Committed murder in GameStop? Now comes the tax bomb

Paul Weaver / SOPA Images / LightRocket via Getty Images

Investors gazing at hefty returns from GameStop shares may be in for a surprise: a major tax bill.

GameStop’s stock price is up more than 1,700% since the start of the year through Wednesday’s close. It was up 130% on Wednesday to nearly $ 348 a share. The video game retailer’s stock cost $ 39 per share just a week earlier.

Shares in AMC and Bed Bath & Beyond also rose this week, fueled by extreme speculation among retailers.

But Uncle Sam will also benefit from investors’ fortunes.

More from Personal Finance:
What Experts Say You Should Know About Investing in GameStop
Why a ‘tax on the rich’ policy may make sense right now
Trump lowered taxes on the rich. Biden wants to educate them

GameStop buyers who sell their property are liable to capital gains tax on all income. For example, say an investor sells the stock for a profit of $ 1,000. That $ 1,000 is subject to tax. It would be due in the 2021 tax return season if it were sold in a taxable account this year.

The total amount depends on many things, including an investor’s income and the length of time that the investor owned the stock.

The richest taxpayers will hand over at least nearly a quarter of their income and possibly more than 40% to the federal government.

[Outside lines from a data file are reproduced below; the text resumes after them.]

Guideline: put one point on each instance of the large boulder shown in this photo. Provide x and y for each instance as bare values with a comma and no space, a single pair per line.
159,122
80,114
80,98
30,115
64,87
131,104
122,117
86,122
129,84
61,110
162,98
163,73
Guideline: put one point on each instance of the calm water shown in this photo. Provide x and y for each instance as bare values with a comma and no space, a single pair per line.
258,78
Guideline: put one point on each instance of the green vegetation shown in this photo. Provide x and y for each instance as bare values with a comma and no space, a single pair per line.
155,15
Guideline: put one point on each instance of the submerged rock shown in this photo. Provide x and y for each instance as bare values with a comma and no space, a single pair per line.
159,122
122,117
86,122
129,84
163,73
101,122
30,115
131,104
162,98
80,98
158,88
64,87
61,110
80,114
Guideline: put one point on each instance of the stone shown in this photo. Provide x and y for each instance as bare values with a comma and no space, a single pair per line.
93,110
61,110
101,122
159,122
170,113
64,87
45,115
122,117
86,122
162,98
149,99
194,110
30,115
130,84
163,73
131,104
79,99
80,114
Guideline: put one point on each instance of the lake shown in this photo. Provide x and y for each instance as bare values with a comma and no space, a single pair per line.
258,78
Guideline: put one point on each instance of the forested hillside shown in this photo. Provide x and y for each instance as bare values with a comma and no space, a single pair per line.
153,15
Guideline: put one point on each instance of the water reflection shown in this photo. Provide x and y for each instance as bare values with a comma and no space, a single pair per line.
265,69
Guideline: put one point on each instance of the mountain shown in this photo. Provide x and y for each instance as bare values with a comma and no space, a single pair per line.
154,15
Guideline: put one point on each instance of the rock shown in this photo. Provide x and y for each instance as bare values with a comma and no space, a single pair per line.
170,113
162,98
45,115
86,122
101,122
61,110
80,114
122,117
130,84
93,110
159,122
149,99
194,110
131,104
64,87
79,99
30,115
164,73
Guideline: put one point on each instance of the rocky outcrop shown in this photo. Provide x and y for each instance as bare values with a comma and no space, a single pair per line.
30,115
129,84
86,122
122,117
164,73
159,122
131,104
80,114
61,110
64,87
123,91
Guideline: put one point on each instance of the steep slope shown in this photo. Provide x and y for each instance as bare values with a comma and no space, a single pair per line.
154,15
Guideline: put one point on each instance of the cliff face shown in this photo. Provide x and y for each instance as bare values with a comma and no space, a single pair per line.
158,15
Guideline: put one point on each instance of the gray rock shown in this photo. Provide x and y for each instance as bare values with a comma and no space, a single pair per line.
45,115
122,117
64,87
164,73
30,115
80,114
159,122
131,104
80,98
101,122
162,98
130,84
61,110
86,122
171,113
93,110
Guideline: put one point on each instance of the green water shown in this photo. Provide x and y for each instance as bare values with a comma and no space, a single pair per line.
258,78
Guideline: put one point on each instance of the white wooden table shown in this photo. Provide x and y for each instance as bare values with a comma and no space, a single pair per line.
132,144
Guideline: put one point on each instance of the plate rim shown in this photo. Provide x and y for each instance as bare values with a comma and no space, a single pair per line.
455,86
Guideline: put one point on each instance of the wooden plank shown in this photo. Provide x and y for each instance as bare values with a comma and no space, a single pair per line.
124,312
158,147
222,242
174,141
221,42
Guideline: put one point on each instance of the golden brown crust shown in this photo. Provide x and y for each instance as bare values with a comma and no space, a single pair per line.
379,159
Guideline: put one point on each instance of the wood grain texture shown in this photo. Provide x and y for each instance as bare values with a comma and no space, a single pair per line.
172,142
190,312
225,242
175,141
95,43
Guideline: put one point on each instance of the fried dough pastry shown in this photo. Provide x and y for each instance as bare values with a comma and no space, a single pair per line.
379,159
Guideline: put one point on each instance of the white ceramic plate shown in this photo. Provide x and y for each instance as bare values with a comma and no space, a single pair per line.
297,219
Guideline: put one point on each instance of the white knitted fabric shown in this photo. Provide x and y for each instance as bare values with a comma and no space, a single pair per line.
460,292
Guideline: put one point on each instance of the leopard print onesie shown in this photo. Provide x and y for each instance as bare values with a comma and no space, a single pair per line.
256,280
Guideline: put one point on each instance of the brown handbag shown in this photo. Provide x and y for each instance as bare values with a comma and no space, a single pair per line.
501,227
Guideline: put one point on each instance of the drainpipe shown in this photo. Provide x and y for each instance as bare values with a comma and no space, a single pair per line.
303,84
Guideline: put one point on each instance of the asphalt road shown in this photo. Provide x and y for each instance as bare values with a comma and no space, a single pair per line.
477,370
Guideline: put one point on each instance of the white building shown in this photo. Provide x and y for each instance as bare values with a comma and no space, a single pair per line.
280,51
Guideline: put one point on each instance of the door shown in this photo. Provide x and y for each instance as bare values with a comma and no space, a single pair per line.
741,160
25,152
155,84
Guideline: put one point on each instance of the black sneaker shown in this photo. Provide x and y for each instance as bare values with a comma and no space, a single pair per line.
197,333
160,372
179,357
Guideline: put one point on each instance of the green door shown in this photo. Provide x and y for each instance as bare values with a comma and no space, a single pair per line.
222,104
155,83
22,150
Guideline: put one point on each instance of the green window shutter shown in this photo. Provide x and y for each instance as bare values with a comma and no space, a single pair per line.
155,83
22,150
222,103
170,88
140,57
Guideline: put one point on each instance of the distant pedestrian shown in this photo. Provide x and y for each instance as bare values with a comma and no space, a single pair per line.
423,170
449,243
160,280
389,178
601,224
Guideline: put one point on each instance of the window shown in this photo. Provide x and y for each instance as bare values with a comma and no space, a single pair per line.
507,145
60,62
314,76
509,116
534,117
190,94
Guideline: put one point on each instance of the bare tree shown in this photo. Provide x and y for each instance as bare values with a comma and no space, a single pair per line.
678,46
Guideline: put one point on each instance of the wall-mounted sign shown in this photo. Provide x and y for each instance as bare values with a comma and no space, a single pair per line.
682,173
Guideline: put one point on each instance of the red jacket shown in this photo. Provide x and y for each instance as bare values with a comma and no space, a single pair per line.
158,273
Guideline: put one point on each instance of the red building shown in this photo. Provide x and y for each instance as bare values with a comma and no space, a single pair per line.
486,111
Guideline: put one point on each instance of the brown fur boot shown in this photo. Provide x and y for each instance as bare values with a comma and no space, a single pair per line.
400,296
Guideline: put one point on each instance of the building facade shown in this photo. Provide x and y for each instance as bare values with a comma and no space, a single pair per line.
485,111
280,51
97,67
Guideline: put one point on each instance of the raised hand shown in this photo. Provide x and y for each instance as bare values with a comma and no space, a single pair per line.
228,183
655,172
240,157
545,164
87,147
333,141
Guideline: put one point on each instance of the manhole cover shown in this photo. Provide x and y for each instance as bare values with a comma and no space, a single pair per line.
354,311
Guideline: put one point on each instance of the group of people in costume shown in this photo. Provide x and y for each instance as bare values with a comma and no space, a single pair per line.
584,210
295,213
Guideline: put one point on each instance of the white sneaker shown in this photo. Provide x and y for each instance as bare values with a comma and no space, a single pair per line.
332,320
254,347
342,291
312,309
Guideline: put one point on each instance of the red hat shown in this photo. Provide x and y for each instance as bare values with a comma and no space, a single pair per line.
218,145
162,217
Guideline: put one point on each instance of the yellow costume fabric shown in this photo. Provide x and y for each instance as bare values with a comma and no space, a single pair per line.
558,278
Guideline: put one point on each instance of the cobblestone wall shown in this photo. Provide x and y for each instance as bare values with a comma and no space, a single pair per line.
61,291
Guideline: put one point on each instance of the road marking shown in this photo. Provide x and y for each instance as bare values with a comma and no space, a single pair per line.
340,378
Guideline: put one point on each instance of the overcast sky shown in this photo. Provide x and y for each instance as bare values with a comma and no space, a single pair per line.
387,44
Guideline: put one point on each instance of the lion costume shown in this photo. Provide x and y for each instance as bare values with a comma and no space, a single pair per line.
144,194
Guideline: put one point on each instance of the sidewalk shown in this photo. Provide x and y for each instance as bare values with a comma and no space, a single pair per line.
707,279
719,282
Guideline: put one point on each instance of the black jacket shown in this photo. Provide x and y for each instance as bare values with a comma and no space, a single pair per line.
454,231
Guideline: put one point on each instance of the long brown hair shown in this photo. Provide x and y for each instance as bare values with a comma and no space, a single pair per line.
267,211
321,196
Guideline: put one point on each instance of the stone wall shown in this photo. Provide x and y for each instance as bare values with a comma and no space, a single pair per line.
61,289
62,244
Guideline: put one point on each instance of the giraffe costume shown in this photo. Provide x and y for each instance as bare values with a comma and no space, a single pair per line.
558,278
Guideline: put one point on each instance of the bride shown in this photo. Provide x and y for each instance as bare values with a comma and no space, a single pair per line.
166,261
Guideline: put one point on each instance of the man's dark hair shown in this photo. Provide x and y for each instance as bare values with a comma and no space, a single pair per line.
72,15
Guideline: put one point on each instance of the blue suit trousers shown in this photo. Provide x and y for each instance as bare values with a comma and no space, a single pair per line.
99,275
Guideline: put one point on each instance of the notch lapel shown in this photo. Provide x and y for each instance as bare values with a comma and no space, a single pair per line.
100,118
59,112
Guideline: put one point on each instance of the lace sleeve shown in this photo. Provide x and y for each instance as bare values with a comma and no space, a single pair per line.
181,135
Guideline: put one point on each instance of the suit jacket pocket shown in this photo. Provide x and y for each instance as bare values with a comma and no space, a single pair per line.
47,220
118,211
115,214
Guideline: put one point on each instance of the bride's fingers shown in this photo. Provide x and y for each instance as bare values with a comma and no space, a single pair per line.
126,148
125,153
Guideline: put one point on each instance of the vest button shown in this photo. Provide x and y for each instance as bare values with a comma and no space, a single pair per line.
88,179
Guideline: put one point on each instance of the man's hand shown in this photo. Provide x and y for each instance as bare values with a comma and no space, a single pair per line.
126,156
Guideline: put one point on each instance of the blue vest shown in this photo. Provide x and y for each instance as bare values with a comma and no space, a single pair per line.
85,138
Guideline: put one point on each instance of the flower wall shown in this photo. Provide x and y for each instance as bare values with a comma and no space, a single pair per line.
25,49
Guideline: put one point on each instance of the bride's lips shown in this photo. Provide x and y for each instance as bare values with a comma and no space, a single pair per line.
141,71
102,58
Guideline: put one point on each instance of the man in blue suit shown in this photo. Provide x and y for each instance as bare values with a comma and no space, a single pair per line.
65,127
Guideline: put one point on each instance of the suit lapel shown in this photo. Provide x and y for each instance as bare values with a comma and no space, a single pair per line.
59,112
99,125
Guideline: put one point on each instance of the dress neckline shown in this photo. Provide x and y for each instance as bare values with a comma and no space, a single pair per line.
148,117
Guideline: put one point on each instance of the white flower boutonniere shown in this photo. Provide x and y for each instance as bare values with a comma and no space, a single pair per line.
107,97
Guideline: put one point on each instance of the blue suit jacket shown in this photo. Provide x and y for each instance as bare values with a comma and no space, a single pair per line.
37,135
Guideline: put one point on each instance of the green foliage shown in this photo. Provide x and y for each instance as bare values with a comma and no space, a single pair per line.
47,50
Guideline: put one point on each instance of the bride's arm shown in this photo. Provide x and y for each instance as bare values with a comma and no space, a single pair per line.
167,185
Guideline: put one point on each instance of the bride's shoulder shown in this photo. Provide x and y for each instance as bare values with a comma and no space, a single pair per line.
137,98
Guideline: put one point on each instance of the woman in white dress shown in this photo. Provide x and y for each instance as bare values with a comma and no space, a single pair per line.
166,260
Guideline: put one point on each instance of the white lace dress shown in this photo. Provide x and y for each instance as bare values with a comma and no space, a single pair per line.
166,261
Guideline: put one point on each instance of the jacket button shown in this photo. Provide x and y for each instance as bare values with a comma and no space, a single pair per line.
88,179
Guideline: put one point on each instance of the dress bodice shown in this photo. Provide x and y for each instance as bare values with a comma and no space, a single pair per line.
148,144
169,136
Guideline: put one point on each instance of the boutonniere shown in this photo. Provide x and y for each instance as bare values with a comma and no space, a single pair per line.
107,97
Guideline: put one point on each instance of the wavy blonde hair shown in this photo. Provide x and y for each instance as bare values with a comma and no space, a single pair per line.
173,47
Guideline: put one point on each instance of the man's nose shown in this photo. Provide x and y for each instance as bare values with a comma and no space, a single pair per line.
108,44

States can demand even more.

Investors can, of course, choose to hold their investment, in which case they will not owe any tax.

Those who sell at a profit – and pay the taxpayer – can still reassure themselves that they ended up making money.

“If you’ve had a really great run, there’s always an easy way to avoid tax – and then you’ll lose all your money,” said Jeffrey Levine, head of planning at Buckingham Wealth Partners in Long Island, New York. “Having the most of anything is always better than having all of nothing.”

Long-term capital gains

The federal government taxes long-term capital gains (that of an investment held for more than a year) at favorable rates compared to typical income taxes.

For example, the richest Americans pay a top tax rate of 23.8% on these stock returns (a capital gains tax of 20% plus a Medicare surcharge of 3.8% on investment income). However, they pay a top rate of 37% on the wages.

Low- and middle-earners may pay a smaller portion – 15% or possibly nothing at all, depending on their annual taxable income.

Short-term capital gains

But the bite would be greater for those selling stock after just a short ownership.

They would pay short-term capital gain rates, which apply to investors who sell a stock after a year or less. They are the same as a person’s personal income tax rates.

Uncle Sam, in this case, would take 40.8% of the GameStop earnings from the richest investors, instead of 23.8%. (This includes a top income tax rate of 37% and a Medicare surcharge of 3.8%.)

Most states tax capital gains as ordinary income – meaning that long-term investors don’t get a favorable tax rate.

Harvesting with tax loss

Investors may be able to limit their tax bill through a strategy called “harvesting tax losses.”

Investors would intentionally incur losses in a taxable account by selling investments that have fallen in value. By doing this, investors can offset capital gains from valued assets they have sold.

However, there are caveats and possible snares for those who are not wary.